多少改変したが、おおよそはエルフィムの講談と同じだ。

これで信じてもらおうとは思わない。

重要なのは、自分の価値を示すこと。

葉月は神妙な面持ちで伏せていた顔を上げ、にっこりと笑う。

「……と、いうことにしておいて頂けますか?」

あまりの落差に、カーサとブノワがぽかんとした顔をしている。

葉月はしてやったりと思いながら、笑みを深くする。

カーサがくっくっくと笑いながら、前髪をかき上げた。

次の瞬間、葉月の喉元に剣の切っ先が突き付けられる。

いつ剣を抜いたのか、どう動いたのか見えなかった。

葉月が気づいた時には、既にこの体勢だった。

カーサは嗜虐しぎゃく的な笑みを浮かべながら、葉月を見下ろしている。

あと少し、その腕に力を込めれば葉月の喉から血が噴き出すだろう。

「再婚、落石うんぬんはともかく、叔父に家を追い出された? お前たちが? そんな可愛いタマじゃねぇだろ?」

切っ先がくいっと喉に当てられる。

それでも葉月は笑みを浮かべ、視線を揺らすこともなかった。

手の平はじっとりしているし、背中からなど滝のように汗が流れ出ている。

しかし、見えるところの反応は気合で押しとどめた。

試されている。

ここで揺らぐわけにはいかない。

その意思の力で、口から出た言葉は平静そのものだった。

「私たちは世間知らずで非力な子供ですよ? 悪辣な大人に対抗出来るわけないじゃありませんか」

口を開いたと同時に切っ先が緩められたので、葉月はちょっと困ったような顔を浮かべて首をかしげてみせた。

もちろん、剣を突き付けられて平然としている世間知らずで非力な子供などいない。

葉月は自分の価値が弁舌と度胸にあると思っている。

ジークは既にその強さでもって、価値を示している。

今は葉月の番だ。

果たして、<テーラン>に厄介になることが良いことかどうか、それは分からない。

ジークを安静にさせられる場所は欲しいが、回復後には更に危険になる可能性がある。

いや、どちらかといえば、危険の方が大きいだろう。

だが、葉月には分かっていた。

ここで<テーラン>から抜け出しても、ジークも自分も、平穏な生活など出来ないことを。

それは己の性分と能力と外見年齢がそうさせるだろうし、自分たちがこの世界に落とされた経緯を考えれば、そのような生活は望んでも得られないだろう。

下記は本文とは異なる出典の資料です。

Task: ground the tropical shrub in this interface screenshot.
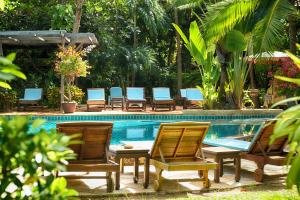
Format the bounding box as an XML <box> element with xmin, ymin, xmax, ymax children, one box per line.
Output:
<box><xmin>0</xmin><ymin>116</ymin><xmax>78</xmax><ymax>199</ymax></box>
<box><xmin>224</xmin><ymin>30</ymin><xmax>249</xmax><ymax>109</ymax></box>
<box><xmin>0</xmin><ymin>53</ymin><xmax>26</xmax><ymax>89</ymax></box>
<box><xmin>0</xmin><ymin>89</ymin><xmax>17</xmax><ymax>112</ymax></box>
<box><xmin>268</xmin><ymin>60</ymin><xmax>300</xmax><ymax>96</ymax></box>
<box><xmin>270</xmin><ymin>46</ymin><xmax>300</xmax><ymax>193</ymax></box>
<box><xmin>55</xmin><ymin>46</ymin><xmax>92</xmax><ymax>102</ymax></box>
<box><xmin>47</xmin><ymin>85</ymin><xmax>85</xmax><ymax>108</ymax></box>
<box><xmin>173</xmin><ymin>21</ymin><xmax>220</xmax><ymax>109</ymax></box>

ならば<テーラン>の方がジークの強さを活かせるし、葉月は組織の中で力を発揮する。

だが、ただ属すれば良いというものではない。

子供であるという一点だけで、どれだけ行動が制限され信用されないかはよく知っていた。

<テーラン>で上手く生き残るには、親分であるカーサと副長であるブノワに気に入られた方が有利だ。

カーサはどうやらジークを気に入ったようだ。

ただ、葉月のことはジークのおまけのように見られている。

それでは面白くない。

葉月には葉月の価値がある。

ジークの影に隠れて、守られるだけの存在になどなりたくない。

人を殺すことにまだ抵抗があるし、化け物染みた強さも際立った美貌もないが、あちらの世界の海千山千のじじい共に揉まれてきた経験がある。

無力を嘆くだけの小娘ではないのだ。

「今は世間知らずで無力な子供ですが、きっとお役に立ってみせますよ」

葉月はおっとりとした笑みを浮かべ、じっとカーサの目を見つめた。